DanArmak comments on Holden's Objection 1: Friendliness is dangerous - Less Wrong
You are viewing a comment permalink. View the original post to see all comments and the full post content.
You are viewing a comment permalink. View the original post to see all comments and the full post content.
Comments (428)
So the future is built to optimize different values. And their original values aren't changed. Wouldn't they suffer living in such a future?
Even if they do, it will be the best possible thing for them, according to their own (extrapolated) values.
Who cares about their extrapolated values? Not them (they keep their original values). Not others (who have different actual and extrapolated values). Then why extrapolate their values at all? You could very easily build a much happier life for them just by allocating some resources (land, computronium, whatever) and going by their current values.
Well... ok, lets assume a happy life is their single terminal value.
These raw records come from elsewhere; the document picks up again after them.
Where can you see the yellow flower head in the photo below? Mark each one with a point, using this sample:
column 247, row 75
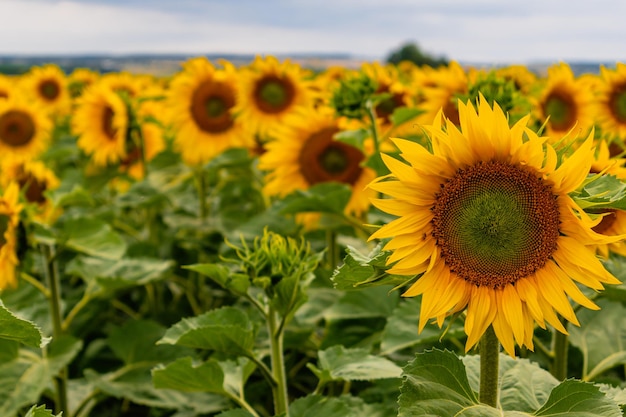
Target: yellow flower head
column 269, row 91
column 9, row 220
column 200, row 105
column 486, row 222
column 24, row 129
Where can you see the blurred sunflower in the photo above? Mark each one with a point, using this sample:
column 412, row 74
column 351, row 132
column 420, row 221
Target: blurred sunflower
column 9, row 220
column 486, row 222
column 305, row 153
column 611, row 101
column 80, row 79
column 200, row 105
column 613, row 222
column 24, row 129
column 270, row 91
column 564, row 103
column 101, row 122
column 33, row 179
column 47, row 85
column 440, row 93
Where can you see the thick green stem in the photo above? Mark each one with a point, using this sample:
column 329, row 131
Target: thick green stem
column 54, row 286
column 489, row 363
column 281, row 402
column 560, row 348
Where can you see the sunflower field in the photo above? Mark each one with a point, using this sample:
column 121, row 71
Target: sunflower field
column 269, row 240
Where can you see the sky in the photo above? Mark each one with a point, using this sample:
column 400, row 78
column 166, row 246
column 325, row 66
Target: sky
column 478, row 31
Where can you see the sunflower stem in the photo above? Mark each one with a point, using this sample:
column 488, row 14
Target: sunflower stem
column 54, row 286
column 276, row 333
column 489, row 363
column 560, row 348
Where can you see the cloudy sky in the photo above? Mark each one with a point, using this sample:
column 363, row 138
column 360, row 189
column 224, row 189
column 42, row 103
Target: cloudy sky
column 494, row 31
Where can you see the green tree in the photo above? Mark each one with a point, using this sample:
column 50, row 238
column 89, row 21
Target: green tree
column 412, row 52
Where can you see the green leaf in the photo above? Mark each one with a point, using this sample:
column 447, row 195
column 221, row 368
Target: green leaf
column 19, row 330
column 93, row 237
column 183, row 375
column 342, row 364
column 325, row 197
column 601, row 338
column 579, row 399
column 524, row 385
column 435, row 383
column 41, row 411
column 401, row 330
column 354, row 138
column 111, row 274
column 141, row 347
column 602, row 191
column 137, row 386
column 361, row 271
column 22, row 383
column 227, row 330
column 404, row 114
column 236, row 283
column 344, row 406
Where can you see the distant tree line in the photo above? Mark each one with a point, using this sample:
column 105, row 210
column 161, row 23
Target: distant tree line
column 411, row 52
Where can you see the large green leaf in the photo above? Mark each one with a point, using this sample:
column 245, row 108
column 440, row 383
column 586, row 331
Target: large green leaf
column 524, row 385
column 601, row 337
column 108, row 274
column 436, row 383
column 401, row 330
column 579, row 399
column 20, row 330
column 326, row 197
column 137, row 386
column 227, row 330
column 41, row 411
column 93, row 237
column 342, row 364
column 237, row 283
column 360, row 271
column 24, row 382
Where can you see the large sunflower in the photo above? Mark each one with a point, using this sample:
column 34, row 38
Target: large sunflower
column 305, row 153
column 270, row 91
column 486, row 222
column 611, row 101
column 48, row 86
column 34, row 180
column 101, row 122
column 9, row 220
column 564, row 103
column 24, row 129
column 440, row 92
column 200, row 104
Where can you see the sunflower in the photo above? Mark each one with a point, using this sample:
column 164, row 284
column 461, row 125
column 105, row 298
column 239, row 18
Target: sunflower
column 24, row 129
column 200, row 104
column 486, row 222
column 613, row 222
column 48, row 86
column 152, row 140
column 80, row 79
column 305, row 153
column 611, row 101
column 33, row 179
column 564, row 103
column 270, row 91
column 7, row 86
column 9, row 220
column 101, row 122
column 440, row 92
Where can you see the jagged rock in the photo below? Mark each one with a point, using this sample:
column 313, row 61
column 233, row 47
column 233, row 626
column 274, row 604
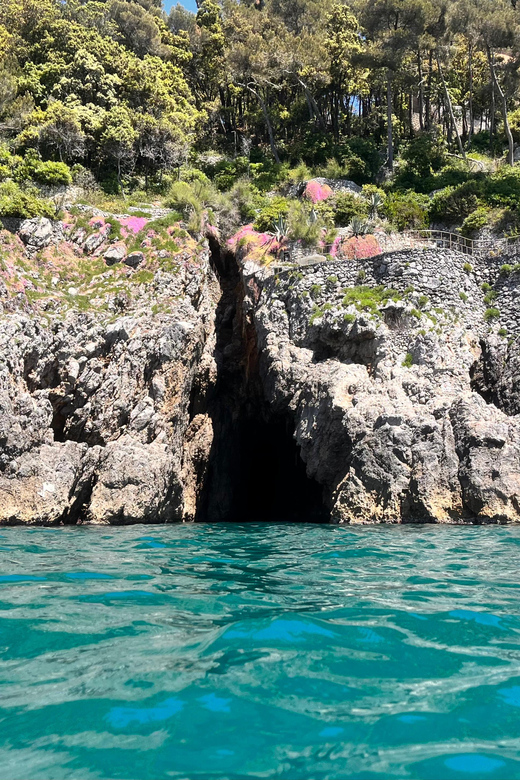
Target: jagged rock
column 95, row 240
column 384, row 401
column 115, row 254
column 95, row 414
column 134, row 259
column 36, row 233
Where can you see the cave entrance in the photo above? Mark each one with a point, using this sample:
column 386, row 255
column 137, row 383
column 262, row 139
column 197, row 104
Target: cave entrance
column 256, row 474
column 255, row 471
column 274, row 485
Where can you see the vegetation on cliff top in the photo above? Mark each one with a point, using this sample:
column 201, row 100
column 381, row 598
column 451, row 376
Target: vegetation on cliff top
column 215, row 111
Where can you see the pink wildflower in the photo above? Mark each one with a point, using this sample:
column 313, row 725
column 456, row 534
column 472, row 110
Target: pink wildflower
column 134, row 224
column 316, row 192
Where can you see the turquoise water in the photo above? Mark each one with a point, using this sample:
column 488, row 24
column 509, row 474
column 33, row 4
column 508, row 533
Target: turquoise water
column 235, row 651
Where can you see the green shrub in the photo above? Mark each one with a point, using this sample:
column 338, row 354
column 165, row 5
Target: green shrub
column 271, row 213
column 407, row 210
column 424, row 154
column 24, row 203
column 367, row 298
column 347, row 206
column 475, row 221
column 454, row 204
column 304, row 224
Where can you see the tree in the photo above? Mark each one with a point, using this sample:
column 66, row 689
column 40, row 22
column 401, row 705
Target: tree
column 117, row 141
column 61, row 132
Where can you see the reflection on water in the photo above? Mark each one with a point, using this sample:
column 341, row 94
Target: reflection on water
column 233, row 651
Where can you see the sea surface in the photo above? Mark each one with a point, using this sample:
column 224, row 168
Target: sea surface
column 262, row 651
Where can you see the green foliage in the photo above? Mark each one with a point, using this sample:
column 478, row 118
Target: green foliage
column 475, row 221
column 454, row 204
column 24, row 203
column 347, row 206
column 369, row 299
column 304, row 224
column 270, row 214
column 491, row 314
column 407, row 210
column 424, row 154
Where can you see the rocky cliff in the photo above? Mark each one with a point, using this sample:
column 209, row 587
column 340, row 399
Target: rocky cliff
column 405, row 404
column 144, row 378
column 101, row 365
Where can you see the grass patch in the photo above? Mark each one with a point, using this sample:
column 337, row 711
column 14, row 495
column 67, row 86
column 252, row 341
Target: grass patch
column 370, row 299
column 142, row 277
column 491, row 314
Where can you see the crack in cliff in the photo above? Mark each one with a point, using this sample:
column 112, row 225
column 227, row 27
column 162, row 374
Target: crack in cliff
column 255, row 471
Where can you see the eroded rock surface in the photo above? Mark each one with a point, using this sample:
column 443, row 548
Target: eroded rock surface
column 376, row 362
column 95, row 418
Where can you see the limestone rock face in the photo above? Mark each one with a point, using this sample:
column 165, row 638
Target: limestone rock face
column 36, row 233
column 115, row 254
column 404, row 405
column 95, row 418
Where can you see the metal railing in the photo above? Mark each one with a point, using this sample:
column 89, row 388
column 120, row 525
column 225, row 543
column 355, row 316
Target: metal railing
column 435, row 239
column 442, row 239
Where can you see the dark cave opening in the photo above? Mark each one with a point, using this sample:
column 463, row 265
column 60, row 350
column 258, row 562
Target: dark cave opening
column 255, row 470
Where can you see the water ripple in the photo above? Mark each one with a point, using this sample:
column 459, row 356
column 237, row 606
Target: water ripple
column 273, row 651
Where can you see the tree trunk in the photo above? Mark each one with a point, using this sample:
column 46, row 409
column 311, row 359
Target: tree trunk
column 421, row 91
column 450, row 108
column 428, row 99
column 471, row 129
column 509, row 135
column 390, row 139
column 312, row 104
column 267, row 119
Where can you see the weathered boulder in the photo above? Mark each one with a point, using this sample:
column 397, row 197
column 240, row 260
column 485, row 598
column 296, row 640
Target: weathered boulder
column 95, row 420
column 36, row 233
column 115, row 254
column 134, row 259
column 382, row 388
column 95, row 240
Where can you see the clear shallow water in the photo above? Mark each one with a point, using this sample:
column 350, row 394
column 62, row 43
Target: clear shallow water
column 238, row 651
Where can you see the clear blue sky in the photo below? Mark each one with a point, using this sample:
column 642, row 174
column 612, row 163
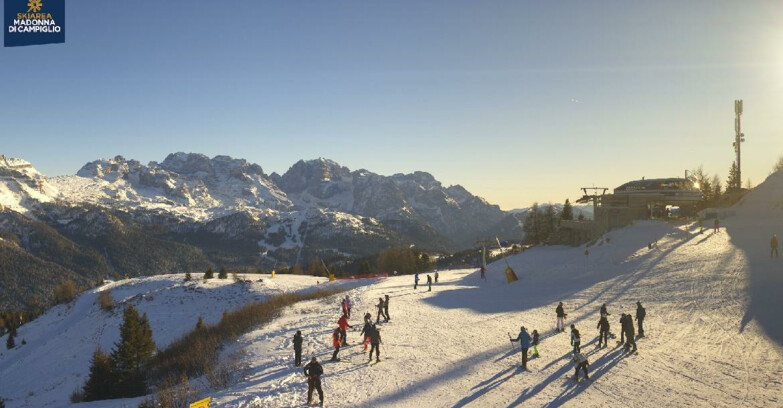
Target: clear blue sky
column 478, row 93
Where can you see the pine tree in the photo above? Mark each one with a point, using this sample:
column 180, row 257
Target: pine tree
column 10, row 343
column 568, row 211
column 131, row 354
column 550, row 221
column 530, row 226
column 101, row 382
column 732, row 183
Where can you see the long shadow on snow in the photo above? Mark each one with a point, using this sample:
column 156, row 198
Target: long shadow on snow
column 537, row 292
column 766, row 275
column 598, row 368
column 447, row 376
column 487, row 385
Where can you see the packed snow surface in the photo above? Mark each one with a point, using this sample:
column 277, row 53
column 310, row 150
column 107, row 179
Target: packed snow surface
column 713, row 328
column 450, row 347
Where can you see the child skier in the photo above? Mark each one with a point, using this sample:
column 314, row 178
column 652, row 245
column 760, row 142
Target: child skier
column 366, row 331
column 298, row 348
column 524, row 342
column 386, row 309
column 603, row 333
column 375, row 340
column 336, row 342
column 343, row 323
column 575, row 339
column 535, row 343
column 313, row 370
column 560, row 317
column 380, row 311
column 641, row 313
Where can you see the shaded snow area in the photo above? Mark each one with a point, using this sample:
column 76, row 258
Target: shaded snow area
column 713, row 328
column 450, row 347
column 55, row 360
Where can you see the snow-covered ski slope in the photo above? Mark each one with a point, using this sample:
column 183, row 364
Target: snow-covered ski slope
column 713, row 330
column 55, row 360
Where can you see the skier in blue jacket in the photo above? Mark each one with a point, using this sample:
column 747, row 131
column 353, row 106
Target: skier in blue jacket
column 525, row 341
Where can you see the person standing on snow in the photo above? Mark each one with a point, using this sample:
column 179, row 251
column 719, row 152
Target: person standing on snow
column 560, row 317
column 576, row 339
column 380, row 306
column 348, row 306
column 641, row 313
column 343, row 323
column 366, row 331
column 581, row 362
column 336, row 342
column 630, row 336
column 524, row 342
column 604, row 313
column 622, row 328
column 386, row 309
column 313, row 370
column 375, row 341
column 603, row 333
column 535, row 343
column 298, row 348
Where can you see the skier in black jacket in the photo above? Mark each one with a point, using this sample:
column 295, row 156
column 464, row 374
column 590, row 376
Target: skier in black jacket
column 298, row 348
column 313, row 371
column 629, row 334
column 603, row 334
column 640, row 315
column 375, row 340
column 560, row 317
column 366, row 331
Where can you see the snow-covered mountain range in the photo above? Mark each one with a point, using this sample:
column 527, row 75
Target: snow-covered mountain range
column 227, row 211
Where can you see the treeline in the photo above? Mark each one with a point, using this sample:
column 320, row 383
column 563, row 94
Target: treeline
column 134, row 366
column 543, row 221
column 399, row 259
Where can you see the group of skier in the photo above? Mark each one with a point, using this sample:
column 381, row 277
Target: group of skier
column 627, row 339
column 370, row 332
column 429, row 281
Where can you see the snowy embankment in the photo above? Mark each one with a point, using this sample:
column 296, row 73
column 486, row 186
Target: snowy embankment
column 55, row 359
column 713, row 329
column 450, row 348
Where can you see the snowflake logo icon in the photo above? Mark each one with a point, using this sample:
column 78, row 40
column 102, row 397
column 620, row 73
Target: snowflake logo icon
column 34, row 5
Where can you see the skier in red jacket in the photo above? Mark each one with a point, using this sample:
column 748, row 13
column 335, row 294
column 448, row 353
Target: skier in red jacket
column 343, row 323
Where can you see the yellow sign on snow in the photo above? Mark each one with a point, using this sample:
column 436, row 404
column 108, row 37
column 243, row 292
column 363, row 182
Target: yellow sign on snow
column 202, row 404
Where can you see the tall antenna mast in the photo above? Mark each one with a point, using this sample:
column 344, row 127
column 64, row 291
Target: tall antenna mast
column 738, row 139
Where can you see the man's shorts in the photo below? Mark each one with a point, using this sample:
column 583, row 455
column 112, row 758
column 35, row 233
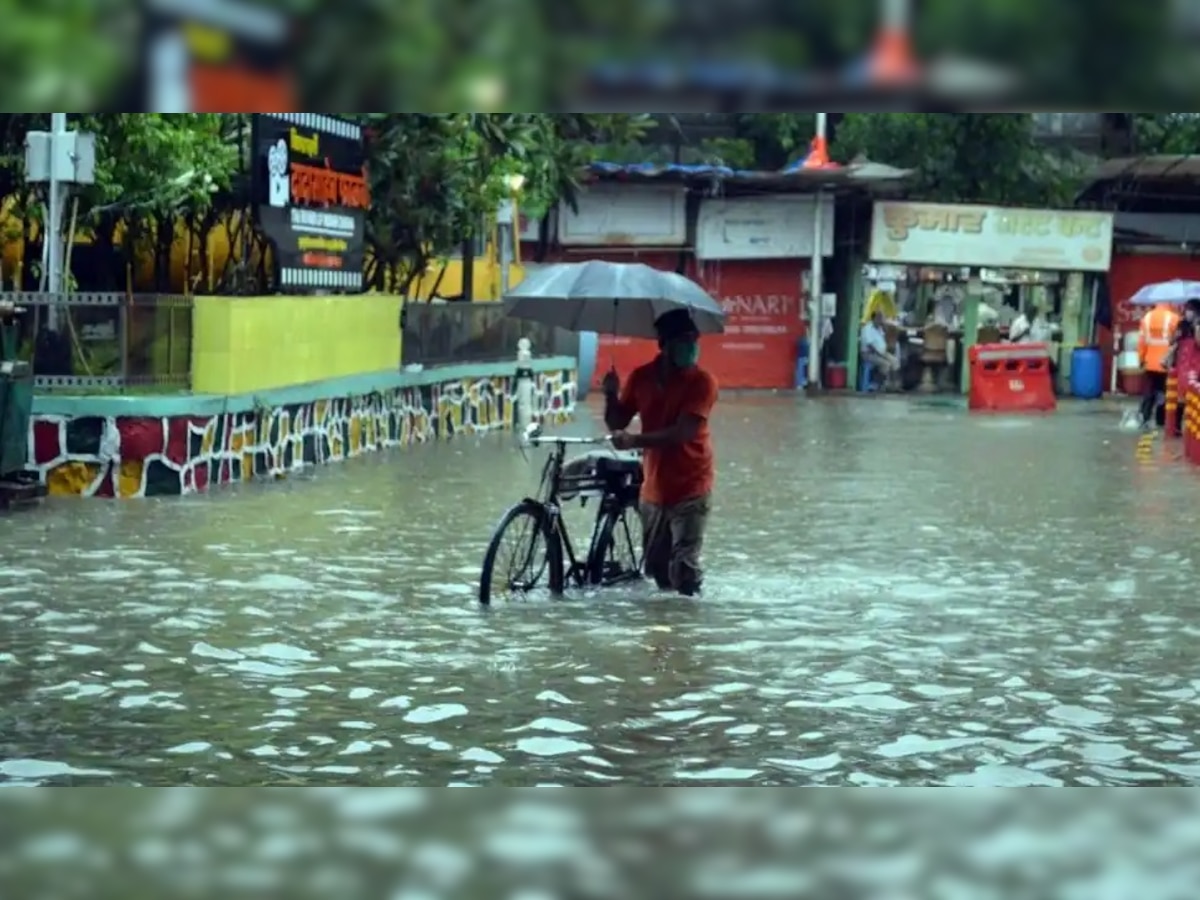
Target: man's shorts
column 672, row 539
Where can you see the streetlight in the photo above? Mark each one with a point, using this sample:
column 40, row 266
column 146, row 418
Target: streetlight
column 505, row 216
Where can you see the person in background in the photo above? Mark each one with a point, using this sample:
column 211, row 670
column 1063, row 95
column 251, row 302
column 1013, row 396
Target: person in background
column 1156, row 334
column 673, row 397
column 1035, row 328
column 873, row 346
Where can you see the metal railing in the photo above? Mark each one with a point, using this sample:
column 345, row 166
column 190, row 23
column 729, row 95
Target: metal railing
column 445, row 334
column 106, row 341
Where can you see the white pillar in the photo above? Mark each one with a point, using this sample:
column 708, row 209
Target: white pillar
column 53, row 231
column 525, row 412
column 504, row 217
column 816, row 277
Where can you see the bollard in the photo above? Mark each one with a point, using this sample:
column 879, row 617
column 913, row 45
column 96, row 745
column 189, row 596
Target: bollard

Then by definition of their extrapolated values, you couldn't build a happier life for them if you did anything else other than follow their extrapolated values!
This is completely wrong. People are happy, by definition, if their actual values are fulfilled; not if some conflicting extrapolated values are fulfilled. CEV was supposed to get around this by proposing (without saying how) that people would actually grow to become smarter etc. and thereby modify their actual values to match the extrapolated ones, and then they'd be happy in a universe optimized for the extrapolated (now actual) values. But you say you don't want to change other people's values to match the extrapolation. That makes CEV a very bad idea - most people will be miserable, probably including you!
Yes, but values depend on knowledge. There was an example by EY, I forgot where, in which someone values a blue box because they think the blue box contains a diamond. But if they're wrong, and it's actually the red box that contains the diamond, then what would actually make them happy - giving them the blue or the red box? And would you say giving them the red box is making them suffer?
Well, perhaps yes. Therefore, a good extrapolated wish would include constraints on the speed of its own fulfillment: allow the person to take the blue box, then convince them that it is the red box they actually want, and only then present it. But in cases where this is impossible (example: blue box contains horrible violent death), then it is wrong to say that following the extrapolated values (withholding the blue box) is making the person suffer. Following their extrapolated values is the only way to allow them to have a happy life.
What you are saying indeed applies only "in cases where this is impossible". I further suggest that these are extremely rare cases when a superhumanly-powerful AI is in charge. If the blue box contains horrible violent death, the AI would build a new (third) box, put a diamond inside, paint it blue, and give it to the person.
It the AI could do this, then this is exactly what the extrapolated values would tell it to do. [Assuming some natural constraints on the original values].
The actual values would also tell it to do so. This is a case where the two coincide. In most cases they don't.
No, the "actual" values would tell it to give the humans the blue boxes they want, already.